Ulus devletlerin üzerine inşa edildiği en önemli değeri ulustur. Bu yüzden ulus üstü aidiyetleri çağrıştıran her düşünce biçimi küçümsenir. Onların yerine ulusu tahkim eden kavramlar konur. Bütün milliyetçilikler evrensel ve ulus üstü değerleri küçümser ve onlarla mücadele eder. Ümmet, İslam kardeşliği gibi kurucu kavramların küçümsenmesi buradan kaynaklanmaktadır. Ümmet bilinci ne kadar zayıflarsa milliyetçiliğe o kadar alan açılacağına inanılmaktadır. “Daha açık söylemek gerekirse, Cumhuriyet rejimi, Ziya Gökalp'in "Türkleşmek, İslamlaşmak, Muasırlaşmak" formülünden yalnızca 1. ve 3. kavramları devreye sokarak esas itibariyle ikincisini dışarıda bırakan pozitivist bir "Batılılaşma projesini" tatbike koyuldu. Başka bir deyişle Fransız usulü laik bir düzeni amaçlamakta olup, yönetici elitin baskısıyla empoze edilen bu proje, Osmanlı İmparatorluğu'nda uzun asırlar boyu siyasal, toplumsal ve kültürel alanlarda hakimiyetini sürdüren "İslâm'ı" bu sektörlerin dışına çıkarıyordu" (A. Yaşar Ocak, Türkler, Türkiye ve İslâm, s. 103-104.)

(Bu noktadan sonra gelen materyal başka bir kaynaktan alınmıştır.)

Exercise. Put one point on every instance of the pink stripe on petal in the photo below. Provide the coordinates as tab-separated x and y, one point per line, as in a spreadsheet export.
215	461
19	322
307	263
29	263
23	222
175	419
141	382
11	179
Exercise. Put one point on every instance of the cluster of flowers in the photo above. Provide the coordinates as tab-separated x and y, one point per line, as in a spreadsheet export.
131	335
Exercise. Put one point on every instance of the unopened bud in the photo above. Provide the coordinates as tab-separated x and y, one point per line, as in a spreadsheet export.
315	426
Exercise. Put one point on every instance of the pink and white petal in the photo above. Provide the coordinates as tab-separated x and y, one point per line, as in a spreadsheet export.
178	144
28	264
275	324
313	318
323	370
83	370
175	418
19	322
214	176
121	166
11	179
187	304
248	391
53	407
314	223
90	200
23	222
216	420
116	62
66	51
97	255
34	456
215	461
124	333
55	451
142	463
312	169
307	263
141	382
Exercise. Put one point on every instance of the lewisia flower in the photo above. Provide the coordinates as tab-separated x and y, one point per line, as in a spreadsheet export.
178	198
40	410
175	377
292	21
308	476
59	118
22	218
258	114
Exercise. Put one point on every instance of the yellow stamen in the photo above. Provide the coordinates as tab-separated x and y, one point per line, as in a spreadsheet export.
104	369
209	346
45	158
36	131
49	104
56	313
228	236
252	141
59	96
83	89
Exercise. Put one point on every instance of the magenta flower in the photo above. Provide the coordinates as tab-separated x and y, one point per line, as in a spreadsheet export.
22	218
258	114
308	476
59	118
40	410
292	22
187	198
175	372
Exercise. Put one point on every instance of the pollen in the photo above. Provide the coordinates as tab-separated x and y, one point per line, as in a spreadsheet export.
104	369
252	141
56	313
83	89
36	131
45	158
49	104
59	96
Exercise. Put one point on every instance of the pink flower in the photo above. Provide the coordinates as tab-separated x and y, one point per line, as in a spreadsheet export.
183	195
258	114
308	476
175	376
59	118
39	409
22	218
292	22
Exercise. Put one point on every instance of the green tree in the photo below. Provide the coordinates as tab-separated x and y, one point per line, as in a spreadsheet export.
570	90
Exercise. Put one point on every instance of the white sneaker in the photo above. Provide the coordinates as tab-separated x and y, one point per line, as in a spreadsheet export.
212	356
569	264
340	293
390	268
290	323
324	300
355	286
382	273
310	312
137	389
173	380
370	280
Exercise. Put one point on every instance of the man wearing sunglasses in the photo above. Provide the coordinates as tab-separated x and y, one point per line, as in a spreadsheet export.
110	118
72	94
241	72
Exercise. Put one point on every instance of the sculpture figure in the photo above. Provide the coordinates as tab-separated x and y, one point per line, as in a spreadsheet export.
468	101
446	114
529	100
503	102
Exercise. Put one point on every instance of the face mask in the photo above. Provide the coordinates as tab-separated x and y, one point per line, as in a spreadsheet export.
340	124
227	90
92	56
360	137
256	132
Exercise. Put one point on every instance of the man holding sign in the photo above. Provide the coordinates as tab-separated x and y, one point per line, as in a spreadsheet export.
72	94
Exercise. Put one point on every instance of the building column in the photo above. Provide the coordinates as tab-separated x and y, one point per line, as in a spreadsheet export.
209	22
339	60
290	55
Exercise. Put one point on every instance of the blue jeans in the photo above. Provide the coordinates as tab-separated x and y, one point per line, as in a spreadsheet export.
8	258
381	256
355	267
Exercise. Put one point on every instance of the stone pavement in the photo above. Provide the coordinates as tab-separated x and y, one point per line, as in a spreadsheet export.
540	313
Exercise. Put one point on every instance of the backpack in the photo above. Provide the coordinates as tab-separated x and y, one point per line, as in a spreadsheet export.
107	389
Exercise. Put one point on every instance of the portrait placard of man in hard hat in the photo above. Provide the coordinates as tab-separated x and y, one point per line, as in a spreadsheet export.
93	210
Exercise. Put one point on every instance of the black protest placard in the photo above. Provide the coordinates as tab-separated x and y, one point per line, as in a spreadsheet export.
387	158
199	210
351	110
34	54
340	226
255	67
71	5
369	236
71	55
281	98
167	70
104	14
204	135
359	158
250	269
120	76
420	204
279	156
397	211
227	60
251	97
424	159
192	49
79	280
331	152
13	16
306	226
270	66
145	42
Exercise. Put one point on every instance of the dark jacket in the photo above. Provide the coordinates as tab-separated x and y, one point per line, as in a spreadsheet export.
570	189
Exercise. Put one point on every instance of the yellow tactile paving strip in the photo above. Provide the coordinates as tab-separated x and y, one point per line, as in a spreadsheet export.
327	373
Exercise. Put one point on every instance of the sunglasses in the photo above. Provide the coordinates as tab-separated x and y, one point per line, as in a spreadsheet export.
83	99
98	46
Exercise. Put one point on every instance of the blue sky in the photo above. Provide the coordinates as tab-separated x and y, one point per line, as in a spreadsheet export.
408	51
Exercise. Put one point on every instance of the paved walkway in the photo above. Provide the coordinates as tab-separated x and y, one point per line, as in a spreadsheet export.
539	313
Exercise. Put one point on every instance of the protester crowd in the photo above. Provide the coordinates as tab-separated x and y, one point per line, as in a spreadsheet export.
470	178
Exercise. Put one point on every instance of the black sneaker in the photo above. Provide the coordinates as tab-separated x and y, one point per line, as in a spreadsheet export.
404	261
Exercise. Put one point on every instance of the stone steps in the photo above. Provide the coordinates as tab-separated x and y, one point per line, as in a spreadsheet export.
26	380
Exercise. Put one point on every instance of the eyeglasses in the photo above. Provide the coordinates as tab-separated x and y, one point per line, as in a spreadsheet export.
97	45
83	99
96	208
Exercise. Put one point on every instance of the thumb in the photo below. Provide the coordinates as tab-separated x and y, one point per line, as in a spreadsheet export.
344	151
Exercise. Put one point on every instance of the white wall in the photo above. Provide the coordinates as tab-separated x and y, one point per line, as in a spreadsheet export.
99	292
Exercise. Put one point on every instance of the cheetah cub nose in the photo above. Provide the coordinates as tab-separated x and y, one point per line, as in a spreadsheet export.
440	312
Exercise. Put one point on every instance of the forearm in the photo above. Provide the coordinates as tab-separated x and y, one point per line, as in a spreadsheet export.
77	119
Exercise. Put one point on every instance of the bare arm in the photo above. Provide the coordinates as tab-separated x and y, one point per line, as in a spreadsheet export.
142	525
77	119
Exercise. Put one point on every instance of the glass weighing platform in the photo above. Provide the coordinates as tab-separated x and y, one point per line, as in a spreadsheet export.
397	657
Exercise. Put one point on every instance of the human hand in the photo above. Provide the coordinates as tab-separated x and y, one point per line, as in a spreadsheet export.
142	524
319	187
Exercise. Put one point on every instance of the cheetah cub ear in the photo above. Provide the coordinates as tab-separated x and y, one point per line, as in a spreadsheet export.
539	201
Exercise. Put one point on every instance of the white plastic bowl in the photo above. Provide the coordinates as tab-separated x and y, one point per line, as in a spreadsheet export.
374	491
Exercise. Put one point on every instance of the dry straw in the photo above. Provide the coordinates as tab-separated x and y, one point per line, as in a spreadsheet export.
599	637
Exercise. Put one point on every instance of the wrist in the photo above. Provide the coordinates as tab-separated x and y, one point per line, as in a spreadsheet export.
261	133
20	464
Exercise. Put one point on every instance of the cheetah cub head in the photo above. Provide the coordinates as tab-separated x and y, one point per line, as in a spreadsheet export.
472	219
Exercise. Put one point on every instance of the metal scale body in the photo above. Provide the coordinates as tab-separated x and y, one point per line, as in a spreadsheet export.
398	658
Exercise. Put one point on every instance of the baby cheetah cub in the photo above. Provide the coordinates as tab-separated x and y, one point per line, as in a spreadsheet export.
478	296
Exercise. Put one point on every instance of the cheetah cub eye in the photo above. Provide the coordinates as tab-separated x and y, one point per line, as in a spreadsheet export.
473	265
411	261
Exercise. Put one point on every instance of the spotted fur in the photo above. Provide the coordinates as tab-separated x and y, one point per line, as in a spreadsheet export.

Cumhuriyet modernleşmesinin devleti kurgularken İslam’a yer vermemesi, dindarları yeni arayışlara itmiştir. Bu arayışların kökeninde devletle hangi dil üzerinden ve nasıl ilişki kurulacağı sorunuydu.

Cumhuriyet modernleşmesinin dışlayıcı din anlayışına karşı beş tavır geliştiğine inanıyorum

1-Mehmet Akif gibi, bir süre siyaset yolunu denemesine karşın, ülkedeki gelişmelerden endişe edip, içeride mücadele etmenin doğru bulamayıp yurt dışına hicret edenler.

2- Said Nursi gibi, özellikle Ankara'da Mustafa Kemal ile konuştuktan sonra, siyaset alanında değil toplumsal zemine dönerek mücadele edenler. 3- Ne olursa olsun sistem içinde kalarak zararın daha fazla olmasını engellemeye çalışanlar. ( Elmalılı -Akseki çizgisi). Nitekim Akseki bunu Necip Fazıl'a açıkça ifade etmiştir.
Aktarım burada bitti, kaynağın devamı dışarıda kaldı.